Hank chose the medium rare bacon cheeseburger and quickly bragged that he was the winner of the eating event, regardless of how we might proclaim the rest of the food to be. City Works does not skimp on cheese, using two different types of Vermont cheddars on this sandwich. The bacon looked to be about a quarter-inch thick, and Hank seemed to be in Heaven about that. The massive half-pound slab of brisket and short rib blend on a brioche bun looked good enough to…well…eat.
Pete went with his standard order of salmon. The presentation was appealing, but slightly off the mark. The cipollini onions had a pleasing firm and snappy texture that sat well with Pete, but fingerling potatoes in a crème sauce were a bit heavy handed. This is perhaps to be expected in a sports bar, even one that serves salmon with dried tomatoes and asparagus. The grassy side item was a bit underdone, providing a little more chewiness that the chef might have intended. According to my companion, the salmon was not oily in any way, and presented a good flavor profile, but he surmised that the fish might have been frozen. To be fair, Pete asked our server if this was the case and received a horrified negative response, so the fish just might have been a little dry. It was grilled to medium temperature and Pete prefers his salmon just a tad shy of that. In all, a surprisingly good seafood performance in a restaurant that is unlikely to stake its reputation on this item.
Robert went for the filet mignon sliders. These two pieces of paradise on a bun arrived with too little fanfare for such a dish. Juicy, perfectly to temperature, and served on soft pretzel bun pillows with tangy horseradish cream for kick and caramelized onions for sweetness, these babies pleased King Robert to the nth degree. Our buddy traded the more commonly ordered olive oil parsley fries for a side salad. Fool. But the salad was fresh and flavorful. In case our secret identities are one day revealed, Robert’s wife will be pleased to hear that he ate the salad without dressing.
Finally, yours truly enjoyed the Duck Reuben Sandwich.

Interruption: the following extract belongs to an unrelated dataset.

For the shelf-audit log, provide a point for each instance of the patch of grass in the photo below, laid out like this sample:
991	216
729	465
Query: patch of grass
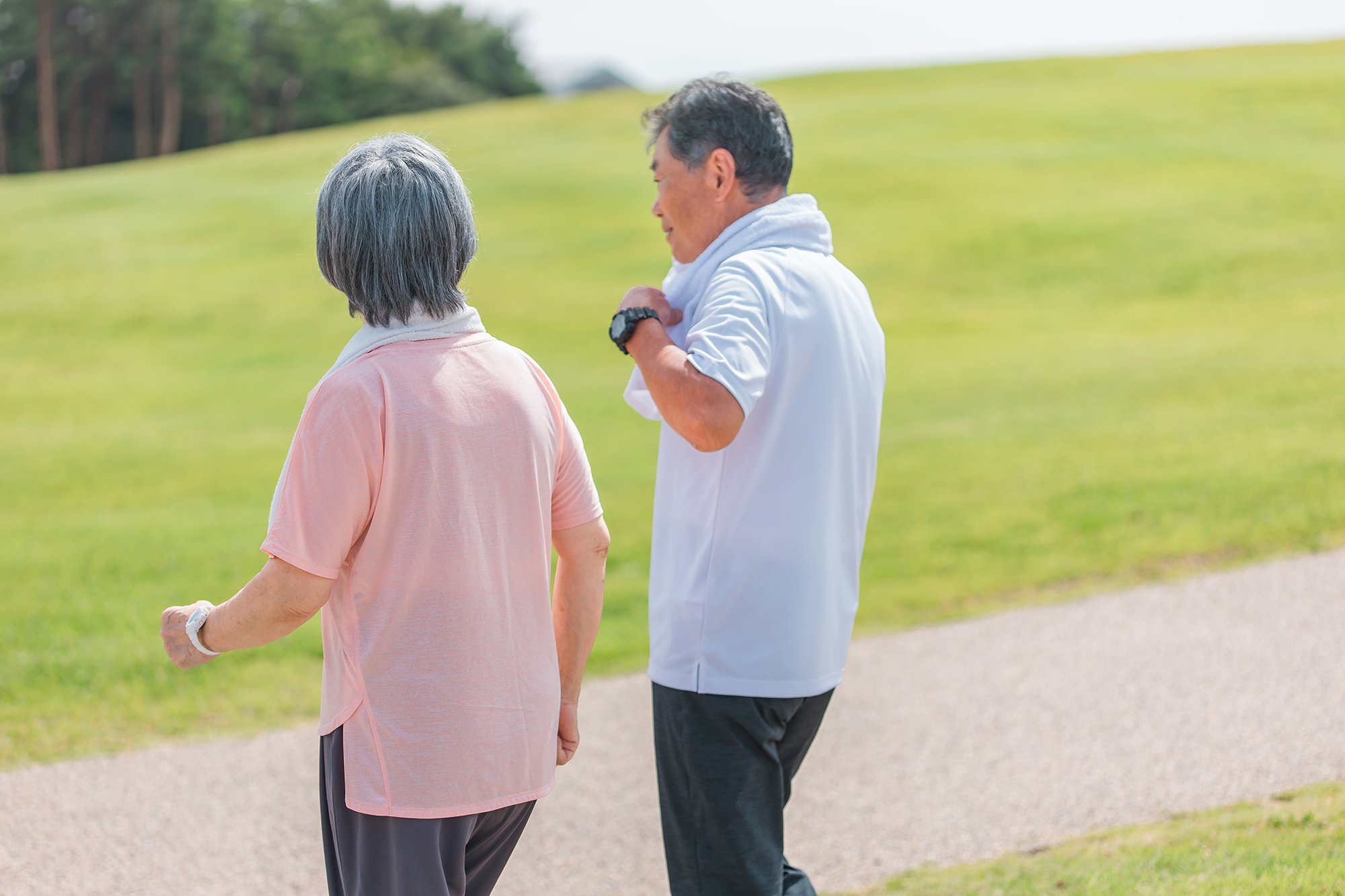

My flavor party bus began its journey from the kitchen to my table on freshly baked marble rye bread that had been enhanced with the perfect quantity of Russian dressing. Sometimes Russian on a Reuben overwhelms the sandwich, but not on this bad boy. Apple sauerkraut…a very manly food item, I’ll have you know…and Gruyère cheese provided the kind of German-French flavor solidarity that the EU can only wish for. A bit of honey sweetness cast a spotlight on the main stage, as the star of the show broke through to headline this gastric work of art: The DUCK! A generous portion of perfectly grilled duck breast contributed a certain understated big game taste that only this protein offers. While sliced duck breast can come off as fatty, City Works takes care to deliver actual meat to their guests.
I strongly recommend that you go out on a limb during your visit, skip the traditional burger, and try the Duck Reuben. And I don’t even need to tell you that I did not skip the olive oil parsley fries.